Further solidifying Freyr’s commitment to the EV battery partnership, the company opened an office in Boston in August, co-located with 24M. It has also opened a factory in Japan, which, not coincidentally, is home to several major automakers.
Although unconfirmed, Freyr is said to be in talks to build a lithium battery factory in the United States. The company reportedly narrowed its selection criteria to five sites.
As you’d expect, Freyr will likely receive tax benefits built into the recently passed Inflation Reduction Act.
The company is in start-up mode, having merged with a SPAC, Alussa Energy Acquisition Corp., to list on the NYSE. It’s a bit of a unicorn, as many mergers from the SPAC boom have failed.

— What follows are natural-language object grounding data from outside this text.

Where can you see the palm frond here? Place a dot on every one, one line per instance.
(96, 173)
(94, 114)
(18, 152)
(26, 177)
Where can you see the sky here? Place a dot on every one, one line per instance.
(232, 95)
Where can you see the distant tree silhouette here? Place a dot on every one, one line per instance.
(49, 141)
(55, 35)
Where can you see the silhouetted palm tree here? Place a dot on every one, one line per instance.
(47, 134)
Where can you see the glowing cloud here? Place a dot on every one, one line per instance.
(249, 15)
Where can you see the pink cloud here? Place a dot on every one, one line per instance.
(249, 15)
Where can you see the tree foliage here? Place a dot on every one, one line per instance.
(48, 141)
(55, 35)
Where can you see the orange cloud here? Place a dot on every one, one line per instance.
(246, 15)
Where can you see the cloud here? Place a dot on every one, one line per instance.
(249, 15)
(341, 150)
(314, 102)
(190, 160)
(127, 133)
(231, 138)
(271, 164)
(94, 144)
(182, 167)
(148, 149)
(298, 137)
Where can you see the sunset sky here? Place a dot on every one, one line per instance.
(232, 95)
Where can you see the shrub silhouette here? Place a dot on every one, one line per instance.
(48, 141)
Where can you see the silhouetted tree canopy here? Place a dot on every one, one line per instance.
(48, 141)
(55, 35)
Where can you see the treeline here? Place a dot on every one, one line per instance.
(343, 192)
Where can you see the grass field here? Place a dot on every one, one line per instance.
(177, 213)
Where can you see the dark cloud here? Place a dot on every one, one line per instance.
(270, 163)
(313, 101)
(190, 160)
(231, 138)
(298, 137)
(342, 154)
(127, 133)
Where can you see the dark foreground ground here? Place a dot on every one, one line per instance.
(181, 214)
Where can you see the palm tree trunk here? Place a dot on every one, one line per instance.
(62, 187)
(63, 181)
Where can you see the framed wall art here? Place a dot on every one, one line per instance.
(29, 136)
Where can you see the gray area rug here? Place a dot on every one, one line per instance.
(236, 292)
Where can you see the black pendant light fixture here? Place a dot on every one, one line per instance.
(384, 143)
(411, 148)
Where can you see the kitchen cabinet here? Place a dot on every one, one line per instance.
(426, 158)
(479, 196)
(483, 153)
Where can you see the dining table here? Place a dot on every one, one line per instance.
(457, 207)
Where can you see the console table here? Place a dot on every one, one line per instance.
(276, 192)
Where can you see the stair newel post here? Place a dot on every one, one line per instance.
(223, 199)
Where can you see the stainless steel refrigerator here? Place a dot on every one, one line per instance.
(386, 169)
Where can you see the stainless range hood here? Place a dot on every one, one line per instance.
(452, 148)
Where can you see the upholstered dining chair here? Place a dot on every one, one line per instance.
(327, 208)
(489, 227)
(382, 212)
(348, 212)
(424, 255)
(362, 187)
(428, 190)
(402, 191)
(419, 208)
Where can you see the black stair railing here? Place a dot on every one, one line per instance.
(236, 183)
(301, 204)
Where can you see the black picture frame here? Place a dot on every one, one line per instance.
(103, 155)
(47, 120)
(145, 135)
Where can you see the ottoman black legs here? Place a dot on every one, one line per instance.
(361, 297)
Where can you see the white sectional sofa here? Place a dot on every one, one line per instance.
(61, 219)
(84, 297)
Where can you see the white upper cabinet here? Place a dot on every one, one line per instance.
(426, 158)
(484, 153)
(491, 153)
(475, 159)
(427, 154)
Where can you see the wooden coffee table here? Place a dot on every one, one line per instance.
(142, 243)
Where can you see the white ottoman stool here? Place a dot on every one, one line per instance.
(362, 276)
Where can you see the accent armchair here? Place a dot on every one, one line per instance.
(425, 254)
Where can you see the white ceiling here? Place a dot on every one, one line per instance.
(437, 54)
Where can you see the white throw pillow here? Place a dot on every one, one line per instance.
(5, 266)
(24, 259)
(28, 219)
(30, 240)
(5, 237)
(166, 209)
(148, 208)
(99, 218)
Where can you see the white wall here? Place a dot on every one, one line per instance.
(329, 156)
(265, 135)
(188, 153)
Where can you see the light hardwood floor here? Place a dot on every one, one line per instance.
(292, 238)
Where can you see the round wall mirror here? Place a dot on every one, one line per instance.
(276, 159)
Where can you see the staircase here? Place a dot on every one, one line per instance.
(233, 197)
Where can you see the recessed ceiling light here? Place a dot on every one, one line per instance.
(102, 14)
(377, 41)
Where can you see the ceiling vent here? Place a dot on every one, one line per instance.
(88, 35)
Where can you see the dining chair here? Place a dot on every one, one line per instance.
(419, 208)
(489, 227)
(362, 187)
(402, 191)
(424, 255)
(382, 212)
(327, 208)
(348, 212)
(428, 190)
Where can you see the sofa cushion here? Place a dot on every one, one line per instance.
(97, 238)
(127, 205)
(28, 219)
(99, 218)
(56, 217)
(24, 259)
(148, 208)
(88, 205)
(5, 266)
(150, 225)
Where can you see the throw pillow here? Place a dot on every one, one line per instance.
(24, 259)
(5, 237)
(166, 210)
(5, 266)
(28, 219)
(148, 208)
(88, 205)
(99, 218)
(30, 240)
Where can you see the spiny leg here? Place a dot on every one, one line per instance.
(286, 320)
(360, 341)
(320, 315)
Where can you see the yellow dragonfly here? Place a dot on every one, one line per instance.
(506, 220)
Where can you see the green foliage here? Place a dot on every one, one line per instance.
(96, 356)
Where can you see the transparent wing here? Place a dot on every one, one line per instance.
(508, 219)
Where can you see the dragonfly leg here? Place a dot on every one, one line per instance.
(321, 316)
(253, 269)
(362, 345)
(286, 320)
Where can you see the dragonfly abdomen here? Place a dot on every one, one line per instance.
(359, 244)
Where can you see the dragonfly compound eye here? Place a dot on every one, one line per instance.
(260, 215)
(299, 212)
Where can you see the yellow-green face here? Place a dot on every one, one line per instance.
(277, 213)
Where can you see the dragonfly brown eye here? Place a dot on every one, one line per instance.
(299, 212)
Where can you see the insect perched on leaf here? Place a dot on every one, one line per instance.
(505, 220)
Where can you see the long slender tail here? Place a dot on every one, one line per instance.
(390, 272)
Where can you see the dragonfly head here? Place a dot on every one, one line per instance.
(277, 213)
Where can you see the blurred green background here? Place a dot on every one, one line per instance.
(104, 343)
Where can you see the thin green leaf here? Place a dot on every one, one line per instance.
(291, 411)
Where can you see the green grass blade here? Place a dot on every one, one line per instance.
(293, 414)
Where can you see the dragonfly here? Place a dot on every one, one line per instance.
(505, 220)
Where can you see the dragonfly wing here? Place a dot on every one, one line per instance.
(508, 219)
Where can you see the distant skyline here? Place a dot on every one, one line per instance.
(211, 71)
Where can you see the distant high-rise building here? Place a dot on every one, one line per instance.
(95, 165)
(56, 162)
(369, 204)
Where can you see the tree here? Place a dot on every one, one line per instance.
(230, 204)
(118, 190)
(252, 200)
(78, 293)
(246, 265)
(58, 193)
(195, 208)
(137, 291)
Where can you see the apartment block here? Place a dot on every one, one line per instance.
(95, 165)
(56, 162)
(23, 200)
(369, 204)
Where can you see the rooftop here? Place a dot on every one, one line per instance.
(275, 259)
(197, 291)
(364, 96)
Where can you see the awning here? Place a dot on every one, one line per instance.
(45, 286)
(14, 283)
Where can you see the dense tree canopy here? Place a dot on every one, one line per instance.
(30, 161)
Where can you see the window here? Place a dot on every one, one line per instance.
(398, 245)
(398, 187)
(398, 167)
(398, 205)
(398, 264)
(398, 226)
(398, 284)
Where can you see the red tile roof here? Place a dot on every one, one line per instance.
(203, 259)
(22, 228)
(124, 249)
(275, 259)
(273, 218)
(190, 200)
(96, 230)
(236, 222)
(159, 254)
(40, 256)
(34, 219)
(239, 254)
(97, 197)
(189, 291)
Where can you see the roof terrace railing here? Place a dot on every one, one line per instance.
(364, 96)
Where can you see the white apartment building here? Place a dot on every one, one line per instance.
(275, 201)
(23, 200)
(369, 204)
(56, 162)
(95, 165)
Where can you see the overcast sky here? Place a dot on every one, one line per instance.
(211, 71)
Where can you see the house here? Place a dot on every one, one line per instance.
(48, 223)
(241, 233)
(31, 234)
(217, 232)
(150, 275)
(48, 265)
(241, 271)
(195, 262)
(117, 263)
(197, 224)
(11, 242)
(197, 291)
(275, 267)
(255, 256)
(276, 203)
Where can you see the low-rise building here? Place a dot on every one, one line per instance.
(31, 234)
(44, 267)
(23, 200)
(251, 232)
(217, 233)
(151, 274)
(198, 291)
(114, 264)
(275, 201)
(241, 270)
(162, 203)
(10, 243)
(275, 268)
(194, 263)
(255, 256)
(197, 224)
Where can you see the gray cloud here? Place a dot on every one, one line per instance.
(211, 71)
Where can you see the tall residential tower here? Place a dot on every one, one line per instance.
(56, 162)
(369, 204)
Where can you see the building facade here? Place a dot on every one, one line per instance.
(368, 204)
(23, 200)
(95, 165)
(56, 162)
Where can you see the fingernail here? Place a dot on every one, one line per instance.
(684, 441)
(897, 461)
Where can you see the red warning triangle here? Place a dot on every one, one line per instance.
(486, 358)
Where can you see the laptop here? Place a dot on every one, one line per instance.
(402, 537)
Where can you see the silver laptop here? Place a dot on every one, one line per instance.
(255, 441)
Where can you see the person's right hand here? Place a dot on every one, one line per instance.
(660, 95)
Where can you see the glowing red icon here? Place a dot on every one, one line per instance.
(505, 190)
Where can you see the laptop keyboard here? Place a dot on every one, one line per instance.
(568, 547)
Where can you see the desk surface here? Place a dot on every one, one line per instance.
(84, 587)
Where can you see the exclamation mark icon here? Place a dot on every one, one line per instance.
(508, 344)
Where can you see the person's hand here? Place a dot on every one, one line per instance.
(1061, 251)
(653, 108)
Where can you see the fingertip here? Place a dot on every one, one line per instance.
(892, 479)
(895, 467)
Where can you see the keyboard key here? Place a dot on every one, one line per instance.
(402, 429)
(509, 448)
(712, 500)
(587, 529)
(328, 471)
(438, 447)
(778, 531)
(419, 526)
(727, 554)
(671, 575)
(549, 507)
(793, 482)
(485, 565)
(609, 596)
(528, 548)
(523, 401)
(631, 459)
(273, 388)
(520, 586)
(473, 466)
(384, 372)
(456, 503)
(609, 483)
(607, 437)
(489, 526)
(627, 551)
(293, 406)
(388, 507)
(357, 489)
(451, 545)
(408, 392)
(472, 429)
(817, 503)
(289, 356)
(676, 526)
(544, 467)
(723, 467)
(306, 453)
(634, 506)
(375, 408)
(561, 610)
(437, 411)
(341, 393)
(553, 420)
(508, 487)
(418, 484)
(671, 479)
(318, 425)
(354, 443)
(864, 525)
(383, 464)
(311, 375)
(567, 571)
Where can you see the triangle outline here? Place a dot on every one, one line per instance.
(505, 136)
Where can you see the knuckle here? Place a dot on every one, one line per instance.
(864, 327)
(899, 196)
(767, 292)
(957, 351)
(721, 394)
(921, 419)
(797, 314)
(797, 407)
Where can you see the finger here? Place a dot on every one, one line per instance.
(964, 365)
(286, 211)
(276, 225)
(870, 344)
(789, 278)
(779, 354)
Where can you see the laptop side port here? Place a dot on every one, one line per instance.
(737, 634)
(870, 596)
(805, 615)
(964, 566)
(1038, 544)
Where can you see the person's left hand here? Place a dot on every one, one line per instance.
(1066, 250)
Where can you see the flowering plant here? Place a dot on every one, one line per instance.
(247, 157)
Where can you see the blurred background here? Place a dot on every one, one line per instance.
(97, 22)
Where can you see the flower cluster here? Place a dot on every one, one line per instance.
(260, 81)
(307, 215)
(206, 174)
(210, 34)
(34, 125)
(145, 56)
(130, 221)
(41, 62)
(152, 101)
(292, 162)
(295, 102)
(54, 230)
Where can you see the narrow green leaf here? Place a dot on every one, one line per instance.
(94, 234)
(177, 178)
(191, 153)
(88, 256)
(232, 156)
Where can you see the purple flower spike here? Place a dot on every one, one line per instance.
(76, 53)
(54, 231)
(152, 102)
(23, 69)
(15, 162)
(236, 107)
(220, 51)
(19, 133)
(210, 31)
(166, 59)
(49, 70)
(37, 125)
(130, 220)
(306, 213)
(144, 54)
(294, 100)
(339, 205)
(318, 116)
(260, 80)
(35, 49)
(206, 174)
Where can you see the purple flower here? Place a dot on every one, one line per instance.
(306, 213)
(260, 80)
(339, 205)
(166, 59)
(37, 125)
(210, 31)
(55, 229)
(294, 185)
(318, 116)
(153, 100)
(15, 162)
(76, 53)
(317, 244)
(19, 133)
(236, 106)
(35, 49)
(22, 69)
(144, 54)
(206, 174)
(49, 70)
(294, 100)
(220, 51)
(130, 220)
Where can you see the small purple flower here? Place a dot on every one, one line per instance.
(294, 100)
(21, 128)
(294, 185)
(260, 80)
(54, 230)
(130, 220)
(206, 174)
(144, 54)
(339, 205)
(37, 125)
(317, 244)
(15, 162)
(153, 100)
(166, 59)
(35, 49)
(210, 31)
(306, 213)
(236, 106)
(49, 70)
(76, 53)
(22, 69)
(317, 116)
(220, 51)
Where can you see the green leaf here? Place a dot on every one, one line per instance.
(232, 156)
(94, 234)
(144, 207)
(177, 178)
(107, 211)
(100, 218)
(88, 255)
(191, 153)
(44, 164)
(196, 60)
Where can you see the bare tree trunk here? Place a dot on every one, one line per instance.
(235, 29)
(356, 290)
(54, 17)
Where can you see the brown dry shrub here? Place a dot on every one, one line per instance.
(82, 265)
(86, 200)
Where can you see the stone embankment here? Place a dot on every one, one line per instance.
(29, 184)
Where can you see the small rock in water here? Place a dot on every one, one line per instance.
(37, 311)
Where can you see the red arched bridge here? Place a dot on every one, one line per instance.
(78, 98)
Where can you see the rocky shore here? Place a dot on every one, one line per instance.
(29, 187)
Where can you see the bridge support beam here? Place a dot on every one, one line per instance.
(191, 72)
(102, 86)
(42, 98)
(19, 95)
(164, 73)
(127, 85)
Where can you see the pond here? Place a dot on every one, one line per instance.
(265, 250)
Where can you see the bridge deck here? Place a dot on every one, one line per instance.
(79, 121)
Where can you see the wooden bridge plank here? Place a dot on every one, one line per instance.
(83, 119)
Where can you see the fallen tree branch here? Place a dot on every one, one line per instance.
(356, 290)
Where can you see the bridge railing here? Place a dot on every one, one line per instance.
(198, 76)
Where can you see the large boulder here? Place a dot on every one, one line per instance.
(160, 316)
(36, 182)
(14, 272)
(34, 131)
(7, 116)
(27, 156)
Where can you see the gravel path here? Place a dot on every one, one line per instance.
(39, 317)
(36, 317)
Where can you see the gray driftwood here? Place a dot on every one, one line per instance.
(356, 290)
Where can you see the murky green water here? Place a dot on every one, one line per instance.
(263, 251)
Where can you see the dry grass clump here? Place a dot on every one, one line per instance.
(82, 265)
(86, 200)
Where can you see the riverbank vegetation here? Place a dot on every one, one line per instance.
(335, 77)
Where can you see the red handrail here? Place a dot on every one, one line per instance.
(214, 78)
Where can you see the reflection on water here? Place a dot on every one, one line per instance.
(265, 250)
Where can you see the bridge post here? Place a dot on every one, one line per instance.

Freyr is still pre-profit and income, as it is funded by private equity and public markets. However, there were plenty of reasons for optimism in the company’s second quarter report in August.
For example, he plans to replicate the model established by the future Norwegian factory. He also expects more technology licensing deals, as well as partnerships with complementary technology developers, like 24M.
Additionally, the company maintained its capacity forecast through 2030, based on supply and demand dynamics in its key markets.
Freyr is one such stock that looks well positioned for future growth, although it is not currently a leader when it comes to fundamentals. In addition to its organic growth plans, companies like Freyr often grow organically and eventually position themselves as acquisition targets. It would not be surprising to see various ways in which shareholders can be rewarded.